Oystercatchers that winter in Iceland use a restricted number of coastal sites (as inland sites are frozen during winter) and forage on marine prey, while, elsewhere in Europe, a much wider range of marine and freshwater resources and environments are commonly used in winter (Goss-Custard 1996). These differences in habitat use and dietary composition are likely to result in differences between migrants and residents in carbon (δ13C) and nitrogen (δ15N) isotope ratios of feathers grown during late winter. Stable isotope analyses of feathers and tissues have successfully been used to identify migratory behaviors of individuals in a wide range of species (e.g., Bearhop et al. 2002; Pérez et al. 2014; Hegemann et al. 2015; Catry et al. 2016). We combined data from observations of color-marked individuals with information on the isotopic composition of their feathers to 1) identify migratory strategies of individual oystercatchers and explore whether migrants and residents differ in sex, body size, or breeding location, 2) assess how individually consistent these strategies are between years, 3) quantify spatial variation in the distribution of migrants and residents across the Icelandic breeding range, and 4) determine whether oystercatchers mate assortatively in relation to migratory behavior.

METHODS

Individual marking and sample collection

The study took place from the south (S) to the northwest (NW) of Iceland during the summers of 2013–2017 and was expanded to the northeast (NE) and east (E) in 2017 (Figure 1). Incubating oystercatchers were captured on the nest using a spring trap (http:www.moudry.cz) and individually marked with unique color-ring combinations. For each individual, we measured tarsus + middle toe length to the nearest millimeter (a very consistent metric between observers) and collected a sample of four or five chest feathers (grown on wintering sites during the prenuptial molt) for isotopic analysis. For a subset of birds, we also collected a sample of blood for molecular sex determination (as the biometrics of males and females overlap; (van de Pol et al. 2009). Body feathers are molted during the nonbreeding period on the wintering grounds (Dare and Mercer 1974) and the isotope ratios in chest feathers reflect diet and habitat use during this period when those feathers were grown (Bearhop et al. 2003; Pearson et al. 2003).

Figure 1

Locations at which breeding oystercatchers have been marked across Iceland. Locations are colored by region.

Figure 1

Locations at which breeding oystercatchers have been marked across Iceland.
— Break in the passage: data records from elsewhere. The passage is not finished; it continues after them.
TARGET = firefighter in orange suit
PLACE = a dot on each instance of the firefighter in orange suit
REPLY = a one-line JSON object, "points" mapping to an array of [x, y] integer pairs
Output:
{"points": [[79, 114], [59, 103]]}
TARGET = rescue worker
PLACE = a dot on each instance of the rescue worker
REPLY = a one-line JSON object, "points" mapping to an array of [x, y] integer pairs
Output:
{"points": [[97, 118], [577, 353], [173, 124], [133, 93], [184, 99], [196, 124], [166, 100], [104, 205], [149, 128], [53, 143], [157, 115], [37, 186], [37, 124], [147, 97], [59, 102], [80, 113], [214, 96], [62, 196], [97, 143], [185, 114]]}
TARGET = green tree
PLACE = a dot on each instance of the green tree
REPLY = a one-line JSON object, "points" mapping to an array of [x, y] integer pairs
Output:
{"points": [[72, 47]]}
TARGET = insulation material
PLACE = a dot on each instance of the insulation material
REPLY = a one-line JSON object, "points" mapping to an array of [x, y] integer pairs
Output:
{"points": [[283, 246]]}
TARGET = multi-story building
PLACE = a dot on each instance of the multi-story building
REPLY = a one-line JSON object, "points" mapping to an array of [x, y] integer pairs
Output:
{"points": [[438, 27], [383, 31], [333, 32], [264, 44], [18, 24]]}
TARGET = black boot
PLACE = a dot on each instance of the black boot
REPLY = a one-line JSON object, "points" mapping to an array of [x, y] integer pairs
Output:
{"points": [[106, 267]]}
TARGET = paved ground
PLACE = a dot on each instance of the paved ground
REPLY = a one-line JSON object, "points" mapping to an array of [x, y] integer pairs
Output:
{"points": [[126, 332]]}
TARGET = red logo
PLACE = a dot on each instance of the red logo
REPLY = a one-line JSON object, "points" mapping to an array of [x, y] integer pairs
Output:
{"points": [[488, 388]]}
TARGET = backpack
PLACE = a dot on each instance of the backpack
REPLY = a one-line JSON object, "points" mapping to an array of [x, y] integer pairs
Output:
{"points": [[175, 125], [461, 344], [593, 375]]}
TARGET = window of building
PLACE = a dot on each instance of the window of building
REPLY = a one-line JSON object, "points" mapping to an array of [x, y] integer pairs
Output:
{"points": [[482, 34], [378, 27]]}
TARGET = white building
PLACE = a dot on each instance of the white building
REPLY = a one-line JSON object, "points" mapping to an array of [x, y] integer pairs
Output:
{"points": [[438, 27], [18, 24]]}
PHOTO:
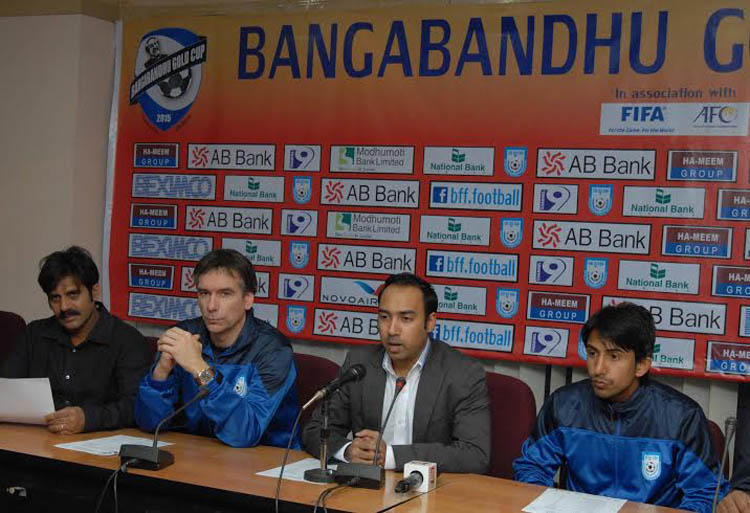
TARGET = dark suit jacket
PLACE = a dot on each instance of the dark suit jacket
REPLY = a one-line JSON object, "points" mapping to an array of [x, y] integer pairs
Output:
{"points": [[451, 417]]}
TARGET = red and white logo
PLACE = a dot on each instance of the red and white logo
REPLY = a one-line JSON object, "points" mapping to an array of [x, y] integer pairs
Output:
{"points": [[327, 322], [198, 156], [549, 235], [330, 258], [554, 163], [334, 192], [197, 219]]}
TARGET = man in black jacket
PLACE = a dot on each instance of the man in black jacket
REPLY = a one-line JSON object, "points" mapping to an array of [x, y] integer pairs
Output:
{"points": [[92, 359]]}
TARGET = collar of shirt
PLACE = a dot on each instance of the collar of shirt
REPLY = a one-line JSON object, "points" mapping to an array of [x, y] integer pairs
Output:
{"points": [[398, 431], [100, 333]]}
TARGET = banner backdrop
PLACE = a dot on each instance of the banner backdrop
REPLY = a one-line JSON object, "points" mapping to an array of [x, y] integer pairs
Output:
{"points": [[533, 161]]}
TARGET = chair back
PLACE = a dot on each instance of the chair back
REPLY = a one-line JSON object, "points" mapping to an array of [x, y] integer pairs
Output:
{"points": [[11, 326], [512, 416], [312, 373], [718, 441]]}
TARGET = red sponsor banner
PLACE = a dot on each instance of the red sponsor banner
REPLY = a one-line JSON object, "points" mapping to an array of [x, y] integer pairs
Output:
{"points": [[533, 162]]}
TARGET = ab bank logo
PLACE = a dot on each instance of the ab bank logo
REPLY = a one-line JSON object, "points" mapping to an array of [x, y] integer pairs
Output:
{"points": [[168, 72], [327, 323], [330, 258], [553, 163], [334, 192]]}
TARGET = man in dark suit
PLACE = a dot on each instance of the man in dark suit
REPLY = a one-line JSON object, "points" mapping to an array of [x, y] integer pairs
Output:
{"points": [[442, 412]]}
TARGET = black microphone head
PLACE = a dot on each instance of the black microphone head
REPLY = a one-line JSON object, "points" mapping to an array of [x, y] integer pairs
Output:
{"points": [[357, 371]]}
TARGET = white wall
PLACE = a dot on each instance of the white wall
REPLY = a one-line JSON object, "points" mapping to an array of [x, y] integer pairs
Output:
{"points": [[55, 94]]}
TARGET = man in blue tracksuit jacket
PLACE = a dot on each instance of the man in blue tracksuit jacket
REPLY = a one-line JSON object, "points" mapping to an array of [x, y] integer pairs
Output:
{"points": [[619, 433], [245, 364]]}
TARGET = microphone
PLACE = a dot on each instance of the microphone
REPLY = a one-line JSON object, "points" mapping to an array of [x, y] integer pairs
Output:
{"points": [[730, 424], [420, 476], [413, 481], [153, 458], [368, 475], [353, 373]]}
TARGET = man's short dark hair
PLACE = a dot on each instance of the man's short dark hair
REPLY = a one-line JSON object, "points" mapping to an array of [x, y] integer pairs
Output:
{"points": [[412, 280], [74, 261], [229, 260], [627, 325]]}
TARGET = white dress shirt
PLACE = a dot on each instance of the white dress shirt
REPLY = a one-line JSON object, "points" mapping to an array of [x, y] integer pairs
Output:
{"points": [[398, 431]]}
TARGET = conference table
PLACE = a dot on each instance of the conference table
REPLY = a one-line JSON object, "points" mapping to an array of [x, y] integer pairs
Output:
{"points": [[208, 476]]}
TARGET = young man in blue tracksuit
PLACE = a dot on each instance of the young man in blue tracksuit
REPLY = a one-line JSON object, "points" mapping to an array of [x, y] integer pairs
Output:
{"points": [[619, 433], [245, 364]]}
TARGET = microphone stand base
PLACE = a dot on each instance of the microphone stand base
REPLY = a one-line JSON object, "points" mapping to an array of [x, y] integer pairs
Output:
{"points": [[146, 457], [370, 476], [320, 475]]}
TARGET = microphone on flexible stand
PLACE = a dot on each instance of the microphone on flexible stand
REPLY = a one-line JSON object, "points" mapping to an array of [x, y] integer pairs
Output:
{"points": [[370, 475], [730, 425], [353, 373], [153, 458]]}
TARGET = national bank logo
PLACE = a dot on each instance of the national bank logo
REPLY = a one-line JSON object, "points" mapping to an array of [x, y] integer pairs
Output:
{"points": [[168, 71], [461, 299], [473, 231], [258, 251], [702, 165], [372, 159], [254, 188], [647, 276], [697, 241], [674, 353], [555, 199], [439, 160], [678, 202]]}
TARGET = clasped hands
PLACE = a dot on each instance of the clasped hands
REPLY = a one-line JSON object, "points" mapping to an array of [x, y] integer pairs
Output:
{"points": [[180, 347], [362, 448]]}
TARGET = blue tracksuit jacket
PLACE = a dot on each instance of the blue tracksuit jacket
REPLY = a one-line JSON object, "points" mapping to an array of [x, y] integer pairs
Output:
{"points": [[255, 402], [653, 448]]}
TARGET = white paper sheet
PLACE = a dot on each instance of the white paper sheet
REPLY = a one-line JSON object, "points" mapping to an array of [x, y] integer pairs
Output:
{"points": [[108, 445], [563, 501], [25, 400], [295, 471]]}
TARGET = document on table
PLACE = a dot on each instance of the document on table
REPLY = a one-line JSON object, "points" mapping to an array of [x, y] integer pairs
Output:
{"points": [[107, 446], [563, 501], [25, 400], [295, 471]]}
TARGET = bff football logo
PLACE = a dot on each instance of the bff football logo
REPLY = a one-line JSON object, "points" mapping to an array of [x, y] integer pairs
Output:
{"points": [[168, 71]]}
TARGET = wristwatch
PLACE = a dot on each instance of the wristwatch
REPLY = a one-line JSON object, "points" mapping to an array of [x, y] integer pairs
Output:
{"points": [[205, 376]]}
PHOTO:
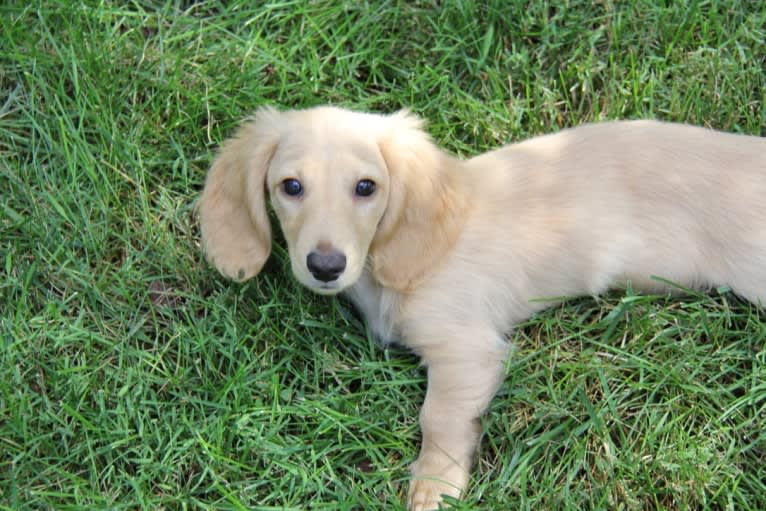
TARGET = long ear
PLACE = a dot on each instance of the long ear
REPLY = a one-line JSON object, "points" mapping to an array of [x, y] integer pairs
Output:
{"points": [[426, 205], [236, 234]]}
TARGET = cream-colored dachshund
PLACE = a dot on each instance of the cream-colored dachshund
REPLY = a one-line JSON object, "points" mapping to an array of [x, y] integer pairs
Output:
{"points": [[447, 255]]}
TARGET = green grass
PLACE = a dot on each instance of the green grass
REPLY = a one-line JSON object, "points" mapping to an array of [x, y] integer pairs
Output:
{"points": [[133, 377]]}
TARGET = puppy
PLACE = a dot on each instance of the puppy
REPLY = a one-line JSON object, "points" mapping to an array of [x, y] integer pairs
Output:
{"points": [[446, 255]]}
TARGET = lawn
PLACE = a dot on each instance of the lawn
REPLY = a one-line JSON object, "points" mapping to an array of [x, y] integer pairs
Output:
{"points": [[133, 376]]}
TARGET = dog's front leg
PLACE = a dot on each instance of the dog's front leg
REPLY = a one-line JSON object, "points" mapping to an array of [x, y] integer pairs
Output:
{"points": [[462, 379]]}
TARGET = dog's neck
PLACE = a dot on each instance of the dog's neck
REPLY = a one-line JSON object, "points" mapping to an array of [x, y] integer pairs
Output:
{"points": [[378, 305]]}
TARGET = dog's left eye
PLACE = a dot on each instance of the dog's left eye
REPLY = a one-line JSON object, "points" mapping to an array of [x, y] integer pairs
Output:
{"points": [[365, 188], [292, 187]]}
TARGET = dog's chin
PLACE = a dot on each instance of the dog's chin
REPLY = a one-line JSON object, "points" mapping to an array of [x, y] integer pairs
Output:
{"points": [[325, 288]]}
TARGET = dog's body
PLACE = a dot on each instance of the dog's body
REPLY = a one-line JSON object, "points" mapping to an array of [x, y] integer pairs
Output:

Locations are colored by region.

Resighting data

Individually marked oystercatchers were observed and recorded at nonbreeding sites within and outside of Iceland during surveys conducted by the authors and colleagues and by observers throughout Europe between the winters of 2013–2014 and 2017–2018. The winter period (during which only resident individuals are likely to be in Iceland) was defined from the beginning of October to the end of February. No migrant individuals have been seen in Iceland after September and the earliest returning migrants have been observed during the first week of March (personal observations).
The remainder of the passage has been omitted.